What do I mean by those words? For some people, 35 is older. I’m sorry, I really have a hard time wrapping my mature mind around that concept. 40? Yeah, I can go there. Except I was really in my prime during my 40s and 50’s. I ran for the school board for the first time when I was 40. (and lost–not fun, but ran again when I was 44 and won. Much more fun. 😊)
kids hate this pic.:)
I was in my 50’s when I went back to school to get principal certification. And I didn’t begin writing until I was in my 60’s. Maybe I’m just a late bloomer? Well, yeah pretty sure. But I’d argue age and our perception of age has changed. Even for women.
Women in the real world anyway, perhaps not in Hollywood. But the last I checked, I don’t live there. 😉
I write romances with heroes and heroines in their 40-s and 50’s. Second chance love, but always with danger thrown in. My tag line is “Romance, Suspense, Second Chances. Experience Required.” My stories almost always have the parents of the main characters in them, too, as supporting characters, so folks in their 70’s. I like the generational thing.
I remember attending my first RWA convention. It was in Dallas, and I’d just retired from being an elementary school principal. I went not knowing a soul, not even belonging to a local chapter. Everyone was welcoming and friendly. One of the sessions was put on by Harlequin, I think, and they were touting their new line of romance with older characters. I can’t remember its clever name, but I do remember thinking, Yea! There’s a place for me. LOL Remember, I was very green.
I didn’t even know that I don’t write category romance. I believe that line fell by the wayside. But as we’ve all grown older (a thing, if we’re lucky. we do), the idea of reading about folks who are closer to our own age falling in love and solving problems and getting into scrapes and getting out of them has grown in popularity.
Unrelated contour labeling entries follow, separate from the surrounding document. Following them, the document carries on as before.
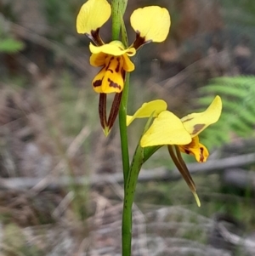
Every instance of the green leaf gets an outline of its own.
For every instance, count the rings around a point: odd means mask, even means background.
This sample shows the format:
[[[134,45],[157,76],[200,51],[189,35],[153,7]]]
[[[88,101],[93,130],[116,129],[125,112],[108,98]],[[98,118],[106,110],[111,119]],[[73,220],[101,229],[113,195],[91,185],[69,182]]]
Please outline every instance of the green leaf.
[[[6,38],[0,41],[0,52],[14,54],[24,48],[24,43],[12,38]]]

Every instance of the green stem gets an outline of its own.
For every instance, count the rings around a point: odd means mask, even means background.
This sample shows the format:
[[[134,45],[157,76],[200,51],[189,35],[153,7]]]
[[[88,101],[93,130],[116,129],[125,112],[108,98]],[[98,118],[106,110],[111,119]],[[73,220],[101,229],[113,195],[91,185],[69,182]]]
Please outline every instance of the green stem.
[[[127,178],[129,172],[129,153],[128,153],[128,141],[127,130],[127,105],[128,100],[129,89],[129,73],[127,73],[125,86],[122,91],[122,98],[119,111],[119,127],[121,134],[122,155],[122,167],[124,185],[126,185]]]
[[[143,164],[144,150],[137,146],[130,167],[130,172],[125,183],[125,195],[122,213],[122,256],[131,255],[132,245],[132,207],[138,180]]]
[[[111,0],[112,40],[118,40],[122,19],[128,0]]]

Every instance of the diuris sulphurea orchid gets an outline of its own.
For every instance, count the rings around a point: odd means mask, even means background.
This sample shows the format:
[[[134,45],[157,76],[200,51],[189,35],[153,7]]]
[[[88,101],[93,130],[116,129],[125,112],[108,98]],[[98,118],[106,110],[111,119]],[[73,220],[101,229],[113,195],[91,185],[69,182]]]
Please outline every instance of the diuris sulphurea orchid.
[[[155,117],[152,124],[141,138],[141,146],[167,145],[173,162],[199,205],[195,183],[180,152],[193,155],[199,162],[207,161],[209,152],[206,146],[200,143],[198,135],[209,125],[218,120],[221,111],[221,99],[219,96],[216,96],[205,111],[192,113],[178,118],[173,112],[167,111],[166,102],[156,100],[144,103],[133,116],[127,117],[127,125],[129,125],[135,118],[150,117],[151,115]]]
[[[115,97],[116,104],[111,106],[110,122],[106,118],[106,95],[100,97],[100,121],[107,135],[118,113],[122,92],[124,88],[126,73],[134,70],[130,57],[138,48],[150,42],[160,43],[167,38],[170,28],[168,11],[159,6],[140,8],[133,12],[130,17],[131,26],[136,33],[136,39],[128,48],[120,41],[105,43],[99,35],[101,26],[109,20],[111,8],[106,0],[88,0],[81,8],[76,18],[76,30],[85,34],[92,43],[89,49],[92,53],[90,65],[101,67],[92,82],[93,88],[99,94],[119,94]],[[112,108],[116,108],[112,110]]]

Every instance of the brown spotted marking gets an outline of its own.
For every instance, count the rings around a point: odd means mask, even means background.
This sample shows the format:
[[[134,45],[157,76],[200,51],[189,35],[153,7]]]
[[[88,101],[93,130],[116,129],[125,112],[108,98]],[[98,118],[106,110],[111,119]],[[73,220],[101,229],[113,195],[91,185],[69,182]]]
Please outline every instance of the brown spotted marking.
[[[191,134],[191,135],[194,135],[197,134],[199,131],[201,131],[206,125],[204,123],[198,123],[194,125],[194,130]]]
[[[104,79],[104,77],[103,77],[103,79]],[[102,85],[102,81],[103,81],[103,79],[102,79],[102,80],[96,80],[96,81],[94,81],[94,82],[93,82],[93,86],[94,86],[94,87],[99,87],[99,86],[101,86],[101,85]]]
[[[186,153],[186,154],[188,154],[188,155],[190,155],[190,151],[189,150],[187,150],[187,149],[184,149],[184,151],[185,151],[185,153]]]
[[[120,66],[121,66],[120,60],[121,60],[120,57],[117,57],[117,58],[116,58],[116,61],[118,62],[117,66],[116,66],[116,69],[115,69],[115,71],[116,71],[116,73],[118,73],[119,71],[120,71]]]
[[[116,83],[116,82],[114,82],[112,80],[110,80],[110,78],[108,78],[108,82],[109,82],[109,86],[110,87],[113,87],[113,88],[118,88],[119,90],[122,89],[122,87]]]

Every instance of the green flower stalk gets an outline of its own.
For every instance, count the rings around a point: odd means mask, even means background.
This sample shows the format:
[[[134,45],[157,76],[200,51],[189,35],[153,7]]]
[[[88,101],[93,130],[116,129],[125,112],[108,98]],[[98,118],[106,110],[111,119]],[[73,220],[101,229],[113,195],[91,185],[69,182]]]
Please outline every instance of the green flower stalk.
[[[129,45],[123,21],[127,3],[128,0],[111,0],[111,5],[106,0],[88,0],[82,6],[76,19],[77,32],[86,35],[91,40],[90,65],[99,67],[92,81],[92,87],[95,93],[99,94],[99,119],[106,136],[119,115],[124,179],[123,256],[130,256],[132,252],[132,207],[139,171],[143,163],[162,145],[167,145],[170,156],[200,206],[195,183],[181,152],[193,155],[199,162],[207,161],[209,153],[200,143],[198,134],[218,121],[222,109],[221,99],[217,96],[204,112],[190,114],[179,119],[167,111],[165,101],[157,100],[144,103],[133,116],[127,116],[129,74],[135,70],[132,57],[146,43],[163,42],[171,25],[170,15],[166,9],[159,6],[139,8],[130,16],[136,37]],[[99,31],[110,15],[112,41],[105,43]],[[115,96],[107,117],[106,101],[109,94],[115,94]],[[149,120],[130,163],[127,128],[134,119],[144,117]]]

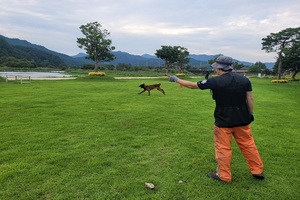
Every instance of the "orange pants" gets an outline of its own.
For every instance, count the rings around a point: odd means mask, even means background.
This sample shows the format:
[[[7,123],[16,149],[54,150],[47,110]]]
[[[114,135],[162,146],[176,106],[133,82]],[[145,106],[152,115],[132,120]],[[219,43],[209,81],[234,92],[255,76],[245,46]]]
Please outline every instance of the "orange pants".
[[[221,180],[231,182],[232,136],[245,157],[250,172],[261,174],[263,162],[255,145],[250,125],[233,128],[214,127],[215,156],[218,162],[217,174]]]

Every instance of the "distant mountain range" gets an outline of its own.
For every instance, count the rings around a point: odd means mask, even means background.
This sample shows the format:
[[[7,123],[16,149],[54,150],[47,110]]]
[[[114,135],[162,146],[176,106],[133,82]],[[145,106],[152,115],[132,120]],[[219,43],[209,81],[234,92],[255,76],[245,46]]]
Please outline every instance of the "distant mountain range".
[[[84,64],[92,64],[93,61],[86,59],[85,53],[79,53],[74,56],[68,56],[63,53],[58,53],[55,51],[51,51],[41,45],[32,44],[26,40],[21,40],[17,38],[7,38],[5,36],[0,35],[0,40],[2,40],[2,43],[5,43],[4,45],[0,45],[0,57],[1,56],[12,56],[10,54],[17,54],[17,55],[23,55],[24,58],[28,59],[28,57],[33,56],[32,52],[35,52],[35,54],[43,55],[40,57],[43,57],[44,59],[56,59],[61,60],[62,63],[68,65],[68,66],[83,66]],[[0,41],[1,42],[1,41]],[[8,45],[7,45],[8,44]],[[24,49],[25,48],[25,49]],[[9,51],[8,51],[9,49]],[[31,54],[29,54],[31,52]],[[45,56],[44,54],[46,53]],[[156,56],[144,54],[144,55],[132,55],[126,52],[121,51],[113,51],[112,52],[116,59],[110,62],[106,62],[108,64],[117,65],[119,63],[124,64],[131,64],[132,66],[162,66],[163,61]],[[51,55],[51,56],[49,56]],[[190,62],[189,65],[198,67],[198,66],[208,66],[208,61],[214,58],[214,55],[205,55],[205,54],[190,54],[189,56]],[[51,60],[48,61],[51,63]],[[250,66],[254,63],[246,62],[246,61],[238,61],[239,63]],[[265,63],[266,66],[269,69],[272,69],[274,66],[274,63]]]

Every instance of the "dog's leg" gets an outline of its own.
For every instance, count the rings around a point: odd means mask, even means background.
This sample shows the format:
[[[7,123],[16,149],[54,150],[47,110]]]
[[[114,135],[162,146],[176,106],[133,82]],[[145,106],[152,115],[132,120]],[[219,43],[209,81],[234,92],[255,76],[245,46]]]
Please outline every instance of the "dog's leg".
[[[138,93],[138,94],[142,94],[143,92],[145,92],[146,90],[143,90],[143,91],[141,91],[140,93]]]

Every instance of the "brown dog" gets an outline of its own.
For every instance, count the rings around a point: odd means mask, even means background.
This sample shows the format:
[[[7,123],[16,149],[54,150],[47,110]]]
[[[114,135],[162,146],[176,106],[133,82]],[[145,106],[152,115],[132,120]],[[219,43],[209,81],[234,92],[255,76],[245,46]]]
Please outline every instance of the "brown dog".
[[[160,85],[161,85],[160,83],[159,84],[153,84],[153,85],[145,85],[145,83],[143,83],[139,87],[143,88],[144,90],[141,91],[138,94],[142,94],[143,92],[148,91],[148,96],[150,96],[150,91],[153,90],[153,89],[157,89],[160,92],[162,92],[163,94],[165,94],[165,91],[160,87]]]

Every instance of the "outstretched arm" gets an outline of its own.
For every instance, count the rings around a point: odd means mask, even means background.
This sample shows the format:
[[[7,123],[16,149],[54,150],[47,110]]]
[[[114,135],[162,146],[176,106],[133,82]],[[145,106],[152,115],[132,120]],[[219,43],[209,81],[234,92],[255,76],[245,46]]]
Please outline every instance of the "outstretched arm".
[[[184,87],[190,89],[199,89],[197,82],[186,81],[178,78],[177,76],[169,76],[169,81],[176,82]]]

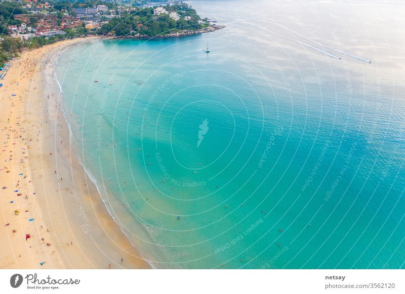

On Facebook, I belong to a group for writers of Seasoned Romance. I understand at RWA this summer there will be a panel on this subject as there was at the recent RT conference.
This makes me happy. Partly because maybe there will be more readers for my books, but also because there will be more books for me to read.
My husband read a recent NY Times article about the importance of reading and raising kids to be productive adults. The author accepted a challenge to read 100 books a year—of all kinds. He and his wife challenged their teenagers to accept the challenge. They haven’t yet made it, but that’s one of those goals that even if you don’t make it, you accomplish a whole lot with the attempt.
I confess to not reading a wide variety of books, but even when I was laid up all last summer with my broken ankle resting above my heart, I didn’t read 100 books in that year. That’s a huge goal, but a worthwhile one for a person of any age to set.
So, where do you fall in your reading? Only read books with younger heroes and heroines? Do you read multiple genres? How about the number. Are you in the 100 Club? Love to hear from you.